I want to merge 2 pandas data frames. I am working on the Airbnb dataset with listings and reviews data frame for a city.
listings_df = {'id':[1,2,3,4],
'host_name':['adasd','dasda', 'asdasd']}
reviews_df = {'listing_id':[1,1,2,2,3],
'reviews':['review_1', 'review_1', 'review_1', 'review_2', 'review_2','review_3']}
I am using a nested for-loop to append reviews in listings_df
.
for i, l_row in listings_df.iterrows():
review_list = []
for j, r_row in reviews_df.iterrows():
if r_row['listing_id'] == l_row['id']:
review_list.append(r_row['comments'])
listings_df.at[i, 'reviews'] = review_list
This becomes very time-consuming as both datasets have 100K rows in them. Is there a smarter way to do it?

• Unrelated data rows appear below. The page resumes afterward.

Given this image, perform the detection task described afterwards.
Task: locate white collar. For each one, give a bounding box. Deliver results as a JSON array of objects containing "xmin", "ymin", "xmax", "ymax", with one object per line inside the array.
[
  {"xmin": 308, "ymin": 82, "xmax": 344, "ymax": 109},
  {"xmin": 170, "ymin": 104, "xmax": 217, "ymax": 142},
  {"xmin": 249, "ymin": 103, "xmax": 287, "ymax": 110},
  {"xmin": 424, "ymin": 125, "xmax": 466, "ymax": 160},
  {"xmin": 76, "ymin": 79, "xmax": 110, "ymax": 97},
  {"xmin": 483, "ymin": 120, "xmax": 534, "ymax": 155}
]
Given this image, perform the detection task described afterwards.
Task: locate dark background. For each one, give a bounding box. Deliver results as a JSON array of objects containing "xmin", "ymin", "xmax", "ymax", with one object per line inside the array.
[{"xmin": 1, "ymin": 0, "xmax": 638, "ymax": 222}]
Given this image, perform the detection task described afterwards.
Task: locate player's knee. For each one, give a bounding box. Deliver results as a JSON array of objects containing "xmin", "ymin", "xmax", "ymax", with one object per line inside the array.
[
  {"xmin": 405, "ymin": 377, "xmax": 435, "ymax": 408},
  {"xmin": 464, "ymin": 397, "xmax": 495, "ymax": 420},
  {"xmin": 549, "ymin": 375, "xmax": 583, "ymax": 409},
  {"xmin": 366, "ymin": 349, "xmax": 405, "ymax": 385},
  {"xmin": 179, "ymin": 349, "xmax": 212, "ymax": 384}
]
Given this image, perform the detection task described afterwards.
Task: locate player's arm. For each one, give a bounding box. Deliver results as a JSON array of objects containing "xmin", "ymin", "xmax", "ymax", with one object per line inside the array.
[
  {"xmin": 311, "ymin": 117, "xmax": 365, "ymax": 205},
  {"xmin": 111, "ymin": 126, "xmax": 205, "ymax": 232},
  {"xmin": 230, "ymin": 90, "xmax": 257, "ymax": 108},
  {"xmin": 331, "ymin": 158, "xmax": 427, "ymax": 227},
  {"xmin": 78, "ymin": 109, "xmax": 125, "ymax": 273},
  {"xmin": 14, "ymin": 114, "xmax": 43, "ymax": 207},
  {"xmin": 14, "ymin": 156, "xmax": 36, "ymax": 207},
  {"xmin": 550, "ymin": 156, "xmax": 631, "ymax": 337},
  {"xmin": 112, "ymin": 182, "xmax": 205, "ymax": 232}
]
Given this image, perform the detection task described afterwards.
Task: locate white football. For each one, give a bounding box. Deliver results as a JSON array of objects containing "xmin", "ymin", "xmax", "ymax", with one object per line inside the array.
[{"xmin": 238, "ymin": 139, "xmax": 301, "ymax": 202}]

CodePudding user response:
It looks like you want first to groupby.agg
, then perform a left merge:
out = listing_df.merge(reviews_df.groupby('listing_id').agg(list),
left_on='id', right_index=True, how='left')
Output:
id host_name reviews
0 1 adasd [review_1, review_1]
1 2 dasda [review_2, review_2]
2 3 asdasd [review_3]
3 4 xyz NaN